On November 3, 2011, CCR filed its opposition to Micheletti's motion to dismiss the case. Along with the brief, CCR provided extensive documentation illustrating the culture of impunity that blocked justice for crimes committed under the Micheletti regime and permitted attacks to continue under the subsesquent government of Porfirio Lobo. An expert report submitted by a Human Rights Watch researcher affirmed that no one had been held criminally liable for the scores of politically motivated killings and other human rights violations that took place under Micheletti and also that little to no progress had been made in investigating the violence perpetrated under Lobo since he assumed the role of President in January 2010 -- after an election that was widely criticized as illegitimate.
Furthermore, in a statement included in Micheletti’s motion to dismiss, the office of the Prosecutor of Honduras asserted that Honduras did not hold Micheletti responsible for Murillo’s death -- despite the lack of a full, credible investigation.
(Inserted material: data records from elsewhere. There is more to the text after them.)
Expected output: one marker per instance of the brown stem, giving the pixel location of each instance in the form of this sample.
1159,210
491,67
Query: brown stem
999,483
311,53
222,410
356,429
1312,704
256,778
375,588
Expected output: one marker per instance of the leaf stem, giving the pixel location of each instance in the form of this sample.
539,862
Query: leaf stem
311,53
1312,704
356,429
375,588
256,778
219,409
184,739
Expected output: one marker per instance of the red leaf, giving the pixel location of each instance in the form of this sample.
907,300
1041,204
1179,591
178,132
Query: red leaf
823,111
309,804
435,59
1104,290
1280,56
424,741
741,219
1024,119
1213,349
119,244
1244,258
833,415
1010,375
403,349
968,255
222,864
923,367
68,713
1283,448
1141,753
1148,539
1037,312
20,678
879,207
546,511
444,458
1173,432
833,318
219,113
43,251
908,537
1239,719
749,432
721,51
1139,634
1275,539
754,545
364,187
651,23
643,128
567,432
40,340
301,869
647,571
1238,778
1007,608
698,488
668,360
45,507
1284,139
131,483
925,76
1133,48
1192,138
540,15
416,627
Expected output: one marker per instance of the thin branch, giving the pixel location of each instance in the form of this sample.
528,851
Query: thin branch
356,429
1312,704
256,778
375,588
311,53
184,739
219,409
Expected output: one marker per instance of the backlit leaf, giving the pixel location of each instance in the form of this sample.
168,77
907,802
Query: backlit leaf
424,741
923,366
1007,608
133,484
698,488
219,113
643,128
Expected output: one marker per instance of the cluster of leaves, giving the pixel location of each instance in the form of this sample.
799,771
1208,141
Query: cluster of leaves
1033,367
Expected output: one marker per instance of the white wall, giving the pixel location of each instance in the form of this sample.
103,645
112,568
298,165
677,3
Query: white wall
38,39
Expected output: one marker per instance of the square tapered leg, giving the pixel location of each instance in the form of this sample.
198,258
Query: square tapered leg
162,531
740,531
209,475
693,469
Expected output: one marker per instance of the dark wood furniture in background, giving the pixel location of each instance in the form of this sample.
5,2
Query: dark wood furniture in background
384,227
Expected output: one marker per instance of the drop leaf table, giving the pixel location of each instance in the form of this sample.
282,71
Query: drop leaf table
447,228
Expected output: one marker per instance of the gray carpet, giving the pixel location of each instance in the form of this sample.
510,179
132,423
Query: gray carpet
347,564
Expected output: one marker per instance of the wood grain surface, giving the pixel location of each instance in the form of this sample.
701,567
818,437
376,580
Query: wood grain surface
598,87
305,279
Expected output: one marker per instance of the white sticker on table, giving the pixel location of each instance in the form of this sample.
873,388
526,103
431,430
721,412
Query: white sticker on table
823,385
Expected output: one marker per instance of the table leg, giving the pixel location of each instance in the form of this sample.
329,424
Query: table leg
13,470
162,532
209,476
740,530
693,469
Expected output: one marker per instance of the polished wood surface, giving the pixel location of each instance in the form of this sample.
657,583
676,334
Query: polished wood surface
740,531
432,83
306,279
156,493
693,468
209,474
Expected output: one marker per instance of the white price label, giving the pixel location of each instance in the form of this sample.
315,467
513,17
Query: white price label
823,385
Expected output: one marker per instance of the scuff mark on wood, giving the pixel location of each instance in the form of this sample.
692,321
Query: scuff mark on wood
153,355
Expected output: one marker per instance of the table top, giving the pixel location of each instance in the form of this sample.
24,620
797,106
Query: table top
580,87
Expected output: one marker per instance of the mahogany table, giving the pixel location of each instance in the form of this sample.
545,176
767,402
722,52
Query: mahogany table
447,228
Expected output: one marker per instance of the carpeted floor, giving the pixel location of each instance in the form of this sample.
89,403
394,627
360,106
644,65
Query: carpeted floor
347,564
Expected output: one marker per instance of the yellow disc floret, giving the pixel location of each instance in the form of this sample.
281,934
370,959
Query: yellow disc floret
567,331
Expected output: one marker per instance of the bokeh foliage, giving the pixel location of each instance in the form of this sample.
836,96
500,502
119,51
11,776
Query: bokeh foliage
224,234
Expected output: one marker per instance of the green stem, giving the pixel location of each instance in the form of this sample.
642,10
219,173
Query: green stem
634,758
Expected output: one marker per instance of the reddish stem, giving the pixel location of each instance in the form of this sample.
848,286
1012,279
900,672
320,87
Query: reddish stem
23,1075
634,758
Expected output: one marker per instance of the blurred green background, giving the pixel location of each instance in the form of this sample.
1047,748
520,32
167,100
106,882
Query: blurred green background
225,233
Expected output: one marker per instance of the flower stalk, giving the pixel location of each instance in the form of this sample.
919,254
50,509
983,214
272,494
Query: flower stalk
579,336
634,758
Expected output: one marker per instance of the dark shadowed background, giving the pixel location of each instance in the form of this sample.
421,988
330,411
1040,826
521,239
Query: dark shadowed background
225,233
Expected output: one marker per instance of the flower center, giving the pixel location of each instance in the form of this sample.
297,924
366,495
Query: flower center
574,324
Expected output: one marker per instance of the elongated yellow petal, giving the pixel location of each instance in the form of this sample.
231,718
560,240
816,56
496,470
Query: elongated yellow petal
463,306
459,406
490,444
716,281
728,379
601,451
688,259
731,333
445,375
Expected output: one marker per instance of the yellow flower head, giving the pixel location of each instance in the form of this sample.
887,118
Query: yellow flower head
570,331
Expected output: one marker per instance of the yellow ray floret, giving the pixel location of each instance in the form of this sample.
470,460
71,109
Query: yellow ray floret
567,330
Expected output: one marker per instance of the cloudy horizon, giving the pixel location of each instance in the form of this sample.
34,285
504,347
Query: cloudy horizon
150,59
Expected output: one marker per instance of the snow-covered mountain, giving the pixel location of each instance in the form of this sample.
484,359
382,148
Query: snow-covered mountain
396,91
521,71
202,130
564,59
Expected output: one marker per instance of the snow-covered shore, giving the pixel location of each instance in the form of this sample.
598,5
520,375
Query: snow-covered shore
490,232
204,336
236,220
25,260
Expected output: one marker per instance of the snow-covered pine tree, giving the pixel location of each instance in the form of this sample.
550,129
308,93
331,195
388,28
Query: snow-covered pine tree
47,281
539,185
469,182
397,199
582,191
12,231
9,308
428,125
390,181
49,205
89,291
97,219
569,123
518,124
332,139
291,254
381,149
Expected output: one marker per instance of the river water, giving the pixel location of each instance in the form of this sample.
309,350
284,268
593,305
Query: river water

Yet, even the Honduran Truth and Reconciliation Commission (CVR), the independence and impartiality of which has been questioned by experts and advocates, found that Micheletti bore responsibility for the killing of Isis and others. In particular, the CVR found that Micheletti wielded command responsibility and implemented policies and practices that were the driving force behind the excessive use of force by the military and resulting human rights violations.
In addition, the filings also made public for the first time a September 11, 2009, U.S. Embassy letter, included in an attachment to Micheletti’s motion to dismiss, which states that his visa was revoked due to “the continued resistance of the de facto government to accept the San Jose Agreement and the continuous failure to restore the democratic and constitutional government of Honduras.”
The Honduran government’s explicit refusal to hold Micheletti accountable for Murillo’s death – effectively clearing his name without any genuine investigation – underscored the importance of the lawsuit and seeking recourse outside Honduras. Although the federal case is closed, CCR submitted documents obtained in the course of litigating the case to the International Criminal Court (ICC) in The Hague. In November 2012, in conjunction with the International Federation for Human Rights (FIDH), CCR submitted evidence to the ICC demonstrating the continued lack of accountability for the wave of grave human rights abuses in Honduras since the 2009 coup. Isis was the first victim in what became a systematic and widespread attack on dissent; since the coup, hundreds of people, including journalists, trade unionists, campesino activists, coup opposition leaders, and human rights defenders have been killed or disappeared. Highlighting Isis' case, the submission testifies to the impunity enjoyed by Micheletti and others in their home country and urges the Office of the Prosecutor at the ICC, considered a court of last resort, to open an investigation into the crimes under its jurisdiction.